Let $(\Omega, \mathcal{F}, P)$ be a probability space, and let $X_1,X_2,\dots$ be a sequence of i.i.d. random variables. Let $$S_n:=X_1+\cdots+ X_n,$$ and define $\mathcal{G}:=\sigma(S_n)$, the $\sigma$-field generated by the sum $S_n$. Compute $E(X_1\vert S_n)$.
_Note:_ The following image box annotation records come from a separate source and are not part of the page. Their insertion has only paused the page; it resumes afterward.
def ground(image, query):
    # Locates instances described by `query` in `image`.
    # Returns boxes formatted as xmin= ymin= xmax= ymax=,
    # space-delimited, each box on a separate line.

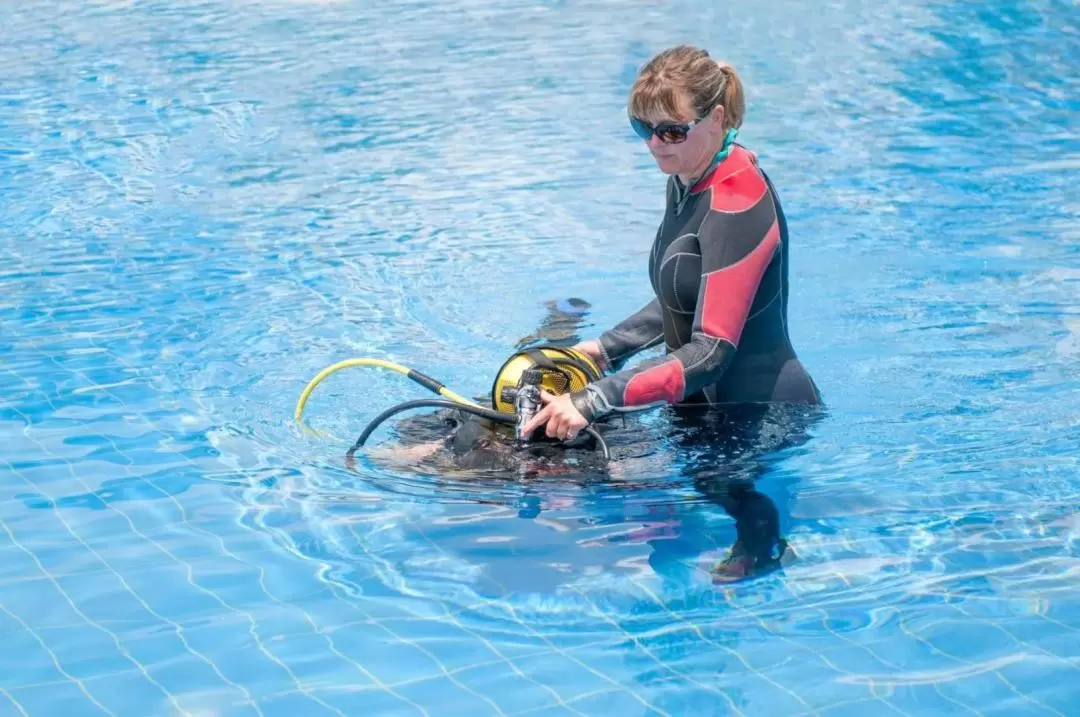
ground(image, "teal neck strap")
xmin=679 ymin=127 xmax=739 ymax=187
xmin=713 ymin=127 xmax=739 ymax=164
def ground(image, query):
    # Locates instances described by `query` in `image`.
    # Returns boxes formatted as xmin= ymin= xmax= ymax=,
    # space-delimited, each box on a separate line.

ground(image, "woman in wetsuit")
xmin=524 ymin=45 xmax=821 ymax=438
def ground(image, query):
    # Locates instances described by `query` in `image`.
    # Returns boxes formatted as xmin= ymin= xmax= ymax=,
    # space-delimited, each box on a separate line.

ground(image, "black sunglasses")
xmin=630 ymin=114 xmax=701 ymax=145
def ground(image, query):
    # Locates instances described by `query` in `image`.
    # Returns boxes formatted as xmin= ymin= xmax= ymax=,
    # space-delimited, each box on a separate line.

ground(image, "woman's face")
xmin=640 ymin=91 xmax=724 ymax=177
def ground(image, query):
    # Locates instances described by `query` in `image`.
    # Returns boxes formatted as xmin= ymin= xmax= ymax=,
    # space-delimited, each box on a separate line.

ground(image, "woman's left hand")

For reference, by definition, $E(X_1\vert S_n):= E(X_1\vert\sigma(S_n))$, where the latter is the a.s. unique $\sigma(S_n)$-measurable random variable such that $$\int_A E(X_1\vert\sigma(S_n))\,dP=\int_A X_1\,dP\quad\text{for all }A\in\sigma(S_n).$$
My question is if the independence of the $X_i$ is unnecessary? This seems to be because my first attempt only requires the fact that they're identically distributed:
$$S_n = E(S_n\vert S_n) = E(X_1\vert S_n) +\cdots + E(X_n\vert S_n) =: Z_1+\cdots Z_n.$$
The first equality is immediate from the definition and the second is from linearity. Then for any $1\le i< j\le n$ and any $A\in\sigma(S_n)$ we have that $Z_i$ and $Z_j$ are $\sigma(S_n)$-measurable and:
$$\int_A Z_i\,dP = \int_A X_i\,dP = \int_A X_j\,dP = \int_A Z_j\,dP,$$
since the $X_i$ are identically distributed and $\sigma(S_n)\subset \mathcal{F}$. Thus by definition we see that $Z_i=Z_j$, so that $E(X_1\vert S_n) = E(X_i\vert S_n)$ for all $i=1,\dots, n$. Hence
$$S_n = n\cdot E(X_1\vert S_n) \implies E(X_1\vert S_n) =\frac{1}{n} S_n.$$
Of course, in most of the equalities I mean almost sure equality. It doesn't seem like independence is necessary, but I want to verify.
I might be late but you need the independence here. You're integrating $X_i$ over an event of the type $A=\{S_n\in B\}$ which involves all $X_1,\dots,X_n$. To exchange $X_i$ and $X_j$ in the integral, you need for example that the vector $(X_1,\dots,X_i,\dots,X_j,\dots,X_n)$ hast the same distribution as $(X_1,\dots,X_j,\dots,X_i,\dots,X_n)$ (and the fact that this does not change the event A, but that's trivial). This only holds for i.i.d random variables. As a counter example consider $X_i\sim N(0,1)$ and $X_j=-X_i$.